I've decided to try using my blog as a discussion space about this talk, and ultimately perhaps about the "Harlow-Hayden conjecture" about how to avoid accepting the recent claim that black holes must have an information-destroying "firewall" near the horizon.  (I hope I've got that right.)  I'm using  Susskind's paper "Black hole complementarity and the Harlow-Hayden conjecture"  as my first source on the latter question.  It also seems to be a relatively nontechnical presentation (though much more technical than the talk so far)... that should be particularly accessible to quantum information theorists, although it seems to me he also does a good job of explaining the quantum information-theoretic concepts he uses to those not familiar with them.

But first things first.  I'm going to unembarassedly ask elementary questions about the talk and the paper until I understand.  First off, I've got a question about Susskind's "high-school level" presentation, in minutes 18-28 of the video, of Jacob Bekenstein's 1973 argument that in our quantum-mechanical world the entropy of a black hole is proportional to its area (i.e. the area of the horizon, the closed surface inside which nothing, not even light, can escape).   The formula, as given by Susskind, is

$S = (\frac{c^3}{4 \hbar G}) A$,

where $S$ is the entropy (in bits) of the black hole, and $A$ the area of its horizon.  (The constant here may have been tweaked by a small amounts, like $4 \pi$ or its inverse, to reflect considerations that Susskind alluded to but didn't describe, more subtle than those involved in Bekenstein's argument.)

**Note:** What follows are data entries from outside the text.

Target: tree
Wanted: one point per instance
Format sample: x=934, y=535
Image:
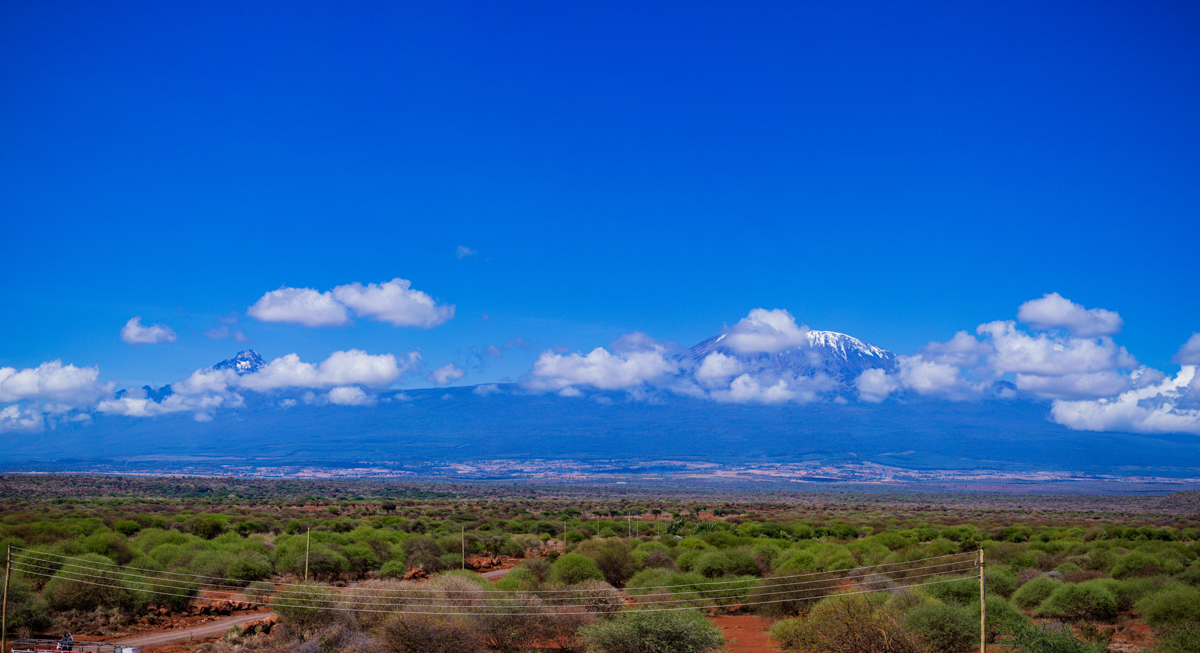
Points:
x=574, y=568
x=683, y=631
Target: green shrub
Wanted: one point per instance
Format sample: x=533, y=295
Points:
x=574, y=568
x=961, y=592
x=249, y=567
x=714, y=564
x=305, y=606
x=1180, y=639
x=851, y=622
x=682, y=631
x=1171, y=607
x=393, y=569
x=1085, y=600
x=1191, y=575
x=430, y=634
x=83, y=586
x=1000, y=580
x=1033, y=592
x=1050, y=637
x=946, y=628
x=1143, y=563
x=25, y=607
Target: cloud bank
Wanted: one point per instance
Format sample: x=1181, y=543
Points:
x=133, y=333
x=394, y=301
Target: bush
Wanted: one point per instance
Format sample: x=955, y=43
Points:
x=1050, y=637
x=847, y=623
x=683, y=631
x=1171, y=607
x=946, y=628
x=714, y=564
x=249, y=567
x=305, y=605
x=1180, y=639
x=27, y=609
x=1032, y=593
x=430, y=634
x=1000, y=580
x=71, y=588
x=961, y=592
x=1140, y=563
x=1085, y=600
x=574, y=568
x=789, y=597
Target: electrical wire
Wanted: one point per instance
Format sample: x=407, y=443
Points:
x=557, y=593
x=455, y=601
x=159, y=573
x=540, y=612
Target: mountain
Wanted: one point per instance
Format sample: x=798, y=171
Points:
x=837, y=355
x=439, y=426
x=245, y=363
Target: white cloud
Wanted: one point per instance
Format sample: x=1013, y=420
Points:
x=963, y=351
x=445, y=375
x=226, y=333
x=1156, y=408
x=300, y=306
x=643, y=360
x=15, y=418
x=394, y=301
x=933, y=378
x=53, y=382
x=208, y=389
x=717, y=367
x=875, y=385
x=1054, y=311
x=133, y=333
x=767, y=331
x=349, y=395
x=352, y=367
x=747, y=389
x=1083, y=385
x=1189, y=354
x=135, y=403
x=1049, y=355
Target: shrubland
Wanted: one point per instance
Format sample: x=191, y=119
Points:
x=598, y=574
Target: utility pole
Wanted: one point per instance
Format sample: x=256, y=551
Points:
x=983, y=610
x=307, y=547
x=4, y=610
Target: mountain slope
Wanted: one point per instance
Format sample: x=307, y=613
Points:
x=840, y=357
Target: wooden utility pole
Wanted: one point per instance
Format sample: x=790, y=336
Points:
x=4, y=609
x=983, y=610
x=307, y=547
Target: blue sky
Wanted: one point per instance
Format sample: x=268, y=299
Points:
x=894, y=171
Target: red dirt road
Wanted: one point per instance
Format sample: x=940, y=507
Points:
x=745, y=634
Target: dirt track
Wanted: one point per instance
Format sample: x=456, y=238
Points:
x=198, y=633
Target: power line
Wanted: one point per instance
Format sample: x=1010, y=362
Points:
x=557, y=593
x=160, y=573
x=453, y=601
x=480, y=610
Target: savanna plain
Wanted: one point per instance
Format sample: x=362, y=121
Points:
x=223, y=565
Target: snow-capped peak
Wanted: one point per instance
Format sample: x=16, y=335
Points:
x=844, y=345
x=245, y=363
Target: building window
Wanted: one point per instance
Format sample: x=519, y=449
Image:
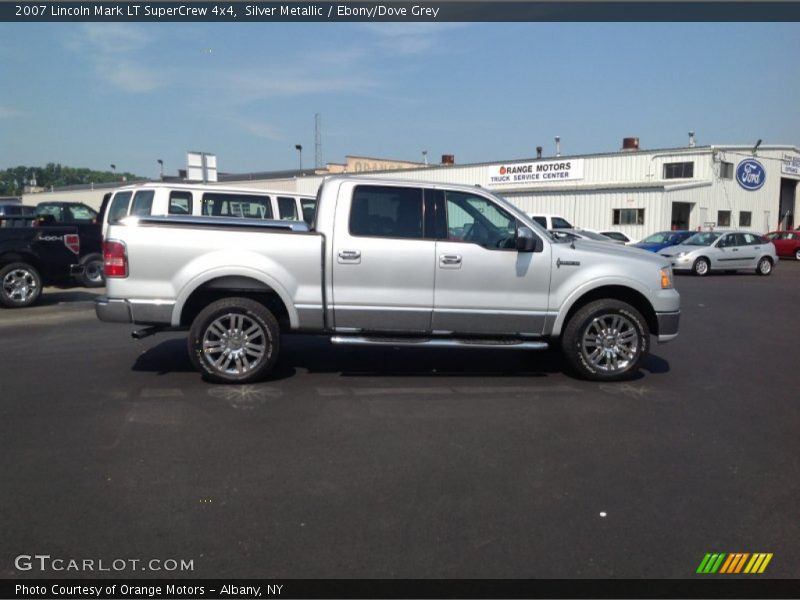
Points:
x=745, y=218
x=628, y=216
x=679, y=170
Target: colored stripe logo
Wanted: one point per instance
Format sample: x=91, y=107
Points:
x=734, y=563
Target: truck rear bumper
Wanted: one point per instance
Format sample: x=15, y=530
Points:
x=114, y=310
x=668, y=326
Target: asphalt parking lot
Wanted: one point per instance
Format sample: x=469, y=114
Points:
x=401, y=463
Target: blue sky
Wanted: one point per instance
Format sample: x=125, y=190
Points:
x=87, y=95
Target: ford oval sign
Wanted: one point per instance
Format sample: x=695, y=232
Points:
x=751, y=174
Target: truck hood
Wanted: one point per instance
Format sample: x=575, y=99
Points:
x=604, y=250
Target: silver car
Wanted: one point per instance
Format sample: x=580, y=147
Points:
x=722, y=251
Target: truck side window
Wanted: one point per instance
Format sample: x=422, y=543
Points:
x=287, y=208
x=477, y=220
x=119, y=207
x=142, y=204
x=80, y=213
x=180, y=203
x=386, y=211
x=309, y=210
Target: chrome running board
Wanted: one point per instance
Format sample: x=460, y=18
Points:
x=346, y=340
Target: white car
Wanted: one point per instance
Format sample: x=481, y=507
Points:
x=722, y=251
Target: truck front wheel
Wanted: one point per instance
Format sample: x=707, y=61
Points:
x=20, y=285
x=234, y=340
x=605, y=340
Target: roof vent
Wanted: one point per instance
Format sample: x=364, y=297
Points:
x=630, y=144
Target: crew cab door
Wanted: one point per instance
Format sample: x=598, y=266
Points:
x=483, y=284
x=382, y=263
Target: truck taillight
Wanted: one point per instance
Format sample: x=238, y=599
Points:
x=115, y=259
x=73, y=242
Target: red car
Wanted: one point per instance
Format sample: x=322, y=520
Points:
x=787, y=243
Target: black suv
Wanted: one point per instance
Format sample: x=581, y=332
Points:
x=84, y=219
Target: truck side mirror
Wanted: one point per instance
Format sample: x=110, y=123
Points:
x=527, y=241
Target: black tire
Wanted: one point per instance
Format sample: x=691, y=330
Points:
x=701, y=267
x=625, y=334
x=234, y=340
x=20, y=285
x=764, y=266
x=92, y=275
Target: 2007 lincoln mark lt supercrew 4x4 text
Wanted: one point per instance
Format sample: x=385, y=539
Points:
x=387, y=262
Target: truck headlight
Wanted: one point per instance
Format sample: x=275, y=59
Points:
x=666, y=278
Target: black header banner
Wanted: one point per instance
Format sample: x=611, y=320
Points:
x=431, y=12
x=184, y=589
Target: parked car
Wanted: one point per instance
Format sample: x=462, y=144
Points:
x=723, y=251
x=34, y=257
x=584, y=234
x=787, y=243
x=551, y=221
x=85, y=219
x=664, y=239
x=493, y=280
x=619, y=236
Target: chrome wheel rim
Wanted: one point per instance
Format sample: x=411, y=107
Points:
x=20, y=285
x=610, y=343
x=235, y=344
x=701, y=268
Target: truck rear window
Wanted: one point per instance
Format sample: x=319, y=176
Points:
x=245, y=206
x=119, y=206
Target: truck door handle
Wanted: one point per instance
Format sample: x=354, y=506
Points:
x=450, y=260
x=350, y=256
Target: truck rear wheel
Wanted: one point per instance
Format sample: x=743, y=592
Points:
x=92, y=275
x=234, y=340
x=605, y=340
x=20, y=285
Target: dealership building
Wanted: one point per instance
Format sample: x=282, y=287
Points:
x=632, y=190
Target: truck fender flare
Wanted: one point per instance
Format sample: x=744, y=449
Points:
x=219, y=272
x=589, y=287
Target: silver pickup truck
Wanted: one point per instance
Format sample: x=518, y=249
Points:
x=389, y=263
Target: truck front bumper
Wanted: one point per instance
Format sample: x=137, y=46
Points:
x=143, y=312
x=668, y=326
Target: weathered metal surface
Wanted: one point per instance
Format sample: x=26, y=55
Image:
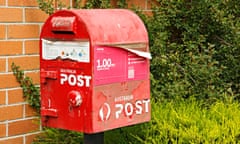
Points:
x=91, y=78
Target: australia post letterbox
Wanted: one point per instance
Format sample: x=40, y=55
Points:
x=94, y=70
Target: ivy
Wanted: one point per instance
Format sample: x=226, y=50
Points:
x=30, y=91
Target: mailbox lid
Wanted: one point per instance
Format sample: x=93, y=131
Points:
x=102, y=26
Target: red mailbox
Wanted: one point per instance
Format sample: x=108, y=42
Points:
x=94, y=70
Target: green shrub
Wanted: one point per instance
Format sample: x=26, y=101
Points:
x=195, y=48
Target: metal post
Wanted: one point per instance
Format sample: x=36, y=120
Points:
x=97, y=138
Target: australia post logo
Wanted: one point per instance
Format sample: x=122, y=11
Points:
x=71, y=78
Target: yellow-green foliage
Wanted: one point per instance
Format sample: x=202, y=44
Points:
x=188, y=121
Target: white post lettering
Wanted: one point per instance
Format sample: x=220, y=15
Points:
x=87, y=78
x=139, y=107
x=63, y=78
x=72, y=80
x=120, y=106
x=146, y=102
x=128, y=109
x=80, y=81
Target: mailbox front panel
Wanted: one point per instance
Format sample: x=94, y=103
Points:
x=66, y=84
x=93, y=72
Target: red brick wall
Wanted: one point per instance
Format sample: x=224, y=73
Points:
x=20, y=26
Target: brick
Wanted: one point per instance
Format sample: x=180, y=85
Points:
x=32, y=47
x=2, y=97
x=11, y=112
x=8, y=81
x=29, y=111
x=15, y=96
x=23, y=31
x=10, y=48
x=18, y=140
x=35, y=76
x=35, y=15
x=2, y=31
x=2, y=64
x=32, y=3
x=23, y=127
x=25, y=62
x=11, y=15
x=2, y=130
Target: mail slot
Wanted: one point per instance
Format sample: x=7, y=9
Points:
x=94, y=70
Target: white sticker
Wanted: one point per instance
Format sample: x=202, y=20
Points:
x=74, y=50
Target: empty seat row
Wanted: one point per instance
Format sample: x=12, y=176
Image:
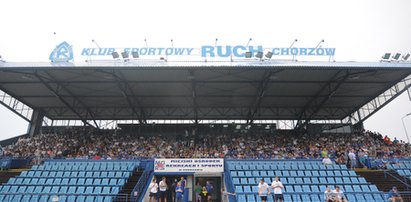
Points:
x=66, y=181
x=313, y=197
x=90, y=174
x=84, y=168
x=59, y=189
x=274, y=162
x=311, y=188
x=45, y=197
x=288, y=167
x=303, y=180
x=285, y=173
x=404, y=172
x=90, y=162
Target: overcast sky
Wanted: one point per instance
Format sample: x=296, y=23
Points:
x=360, y=30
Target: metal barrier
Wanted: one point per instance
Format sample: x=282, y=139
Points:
x=141, y=187
x=11, y=197
x=229, y=185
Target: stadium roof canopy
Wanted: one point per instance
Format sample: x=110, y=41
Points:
x=204, y=91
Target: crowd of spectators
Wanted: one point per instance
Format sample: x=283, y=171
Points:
x=85, y=143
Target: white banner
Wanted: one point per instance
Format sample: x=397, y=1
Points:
x=189, y=165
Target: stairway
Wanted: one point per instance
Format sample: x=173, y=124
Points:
x=385, y=180
x=6, y=175
x=131, y=183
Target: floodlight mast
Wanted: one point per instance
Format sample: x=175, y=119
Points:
x=292, y=44
x=405, y=128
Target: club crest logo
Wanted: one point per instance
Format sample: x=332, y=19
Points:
x=159, y=165
x=62, y=53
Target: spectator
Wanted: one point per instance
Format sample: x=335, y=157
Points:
x=263, y=190
x=278, y=190
x=328, y=195
x=153, y=187
x=210, y=190
x=197, y=190
x=338, y=195
x=204, y=195
x=394, y=195
x=352, y=158
x=163, y=190
x=225, y=194
x=173, y=190
x=179, y=192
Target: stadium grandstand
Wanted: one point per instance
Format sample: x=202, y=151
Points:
x=246, y=131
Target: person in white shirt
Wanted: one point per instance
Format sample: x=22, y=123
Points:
x=338, y=195
x=278, y=190
x=353, y=159
x=263, y=190
x=153, y=187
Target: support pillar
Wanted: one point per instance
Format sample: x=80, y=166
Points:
x=36, y=122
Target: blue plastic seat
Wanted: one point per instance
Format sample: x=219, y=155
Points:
x=365, y=188
x=21, y=189
x=81, y=174
x=297, y=188
x=306, y=188
x=57, y=181
x=64, y=181
x=96, y=174
x=73, y=181
x=307, y=180
x=66, y=174
x=104, y=182
x=46, y=190
x=38, y=189
x=252, y=181
x=113, y=182
x=296, y=197
x=63, y=190
x=115, y=190
x=106, y=190
x=80, y=190
x=288, y=189
x=241, y=198
x=18, y=181
x=89, y=190
x=49, y=181
x=249, y=174
x=360, y=197
x=89, y=174
x=351, y=197
x=26, y=198
x=357, y=188
x=362, y=180
x=314, y=188
x=314, y=180
x=72, y=190
x=291, y=180
x=55, y=190
x=250, y=198
x=81, y=181
x=301, y=173
x=373, y=188
x=81, y=198
x=348, y=188
x=247, y=188
x=111, y=174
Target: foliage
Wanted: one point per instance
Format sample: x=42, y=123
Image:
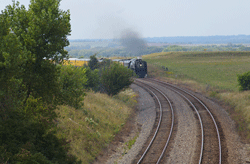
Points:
x=115, y=78
x=27, y=135
x=29, y=90
x=244, y=81
x=93, y=127
x=93, y=79
x=93, y=63
x=72, y=81
x=41, y=31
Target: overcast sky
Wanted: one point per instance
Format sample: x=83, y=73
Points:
x=95, y=19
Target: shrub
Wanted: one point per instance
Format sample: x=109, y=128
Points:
x=72, y=81
x=244, y=81
x=93, y=63
x=93, y=79
x=115, y=78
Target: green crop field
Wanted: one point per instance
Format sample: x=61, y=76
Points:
x=216, y=69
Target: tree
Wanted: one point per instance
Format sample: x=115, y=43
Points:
x=29, y=84
x=244, y=81
x=93, y=63
x=42, y=30
x=115, y=78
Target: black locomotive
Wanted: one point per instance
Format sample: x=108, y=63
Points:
x=137, y=65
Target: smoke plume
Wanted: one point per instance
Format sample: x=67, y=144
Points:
x=132, y=42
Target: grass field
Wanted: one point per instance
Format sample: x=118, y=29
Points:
x=93, y=127
x=216, y=69
x=212, y=73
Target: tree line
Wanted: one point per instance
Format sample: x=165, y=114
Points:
x=32, y=86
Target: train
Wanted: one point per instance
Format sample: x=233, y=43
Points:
x=137, y=64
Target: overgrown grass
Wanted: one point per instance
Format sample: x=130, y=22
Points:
x=93, y=127
x=213, y=73
x=217, y=69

The argument, as presented by Susskind, involves creating the black hole out of photons whose wavelength is roughly the Schwarzschild radius of the black hole.  More precisely, it is built up in steps; each step in creating a black hole of a given mass and radius involves sending in another photon of wavelength roughly the current Schwarzschild radius.  The wavelength needs to be that big so that there is no information going into the hole (equivalently, from the point of view outside the hole, getting "plastered" (Susskind's nice choice of word) against the horizon) about where the photon went in.  Presumably there is some argument about why the wavelength shouldn't be much bigger, either...perhaps so that it is sure to go into the hole, rather than missing.  That raises the question of just what state of the photon field should be impinging on the hole...presumably we want some wavepacket whose spatial width is about the size of the hole, so we'll have a spread of wavelengths centered around some multiple (roughly unity) of the Schwarzschild radius.  Before there is any hole, I guess I also have some issues about momentum conservation... maybe one starts by sending in a spherical shell of radiation impinging on where we want the hole to be, so as to have zero net momentum.  But these aren't my main questions, though of course it could turn out to be necessary to answer them in order to answer my main question.  My main question is:  Susskind says that each such photon carries one bit of information: the information is "whether it's there or not".  This doesn't make sense to me, as if one is uncertain about how many photons went into creating the hole, it seems to me one should have a corresponding uncertainty about its mass, radius, etc...  Moreover, the photons that go in still seem to have a degree of freedom capable of storing a bit of information:  their polarization.  So maybe this is the source of the one bit per photon?  Of course, this would carry angular momentum into the hole/onto the horizon, so I guess uncertainty about this could generate uncertainty about whether or not we have a Schwarzschild or a Kerr (rotating) black hole, i.e. just what the angular momentum of the hole is.

Now, maybe the solution is just that given their wavelength of the same order of the hole, there is uncertainty about whether or not the photons actually get into the hole, and so the entropy of the black hole really is due to uncertainty about its total mass, and the mass M in the Bekenstein formula is just the expected value of mass?

I realize I could probably figure all this out by grabbing some papers, e.g. Bekenstein's original, or perhaps even by checking wikipedia, but I think there's some value in thinking out loud, and in having an actual interchange with people to clear up my confusion... one ends up understanding the concepts better, and remembering the solution.  So, if any physicists knowledgeable about black holes (or able and willing to intelligently speculate about them...) are reading this, straighten me out if you can, or at least let's discuss it and figure it out...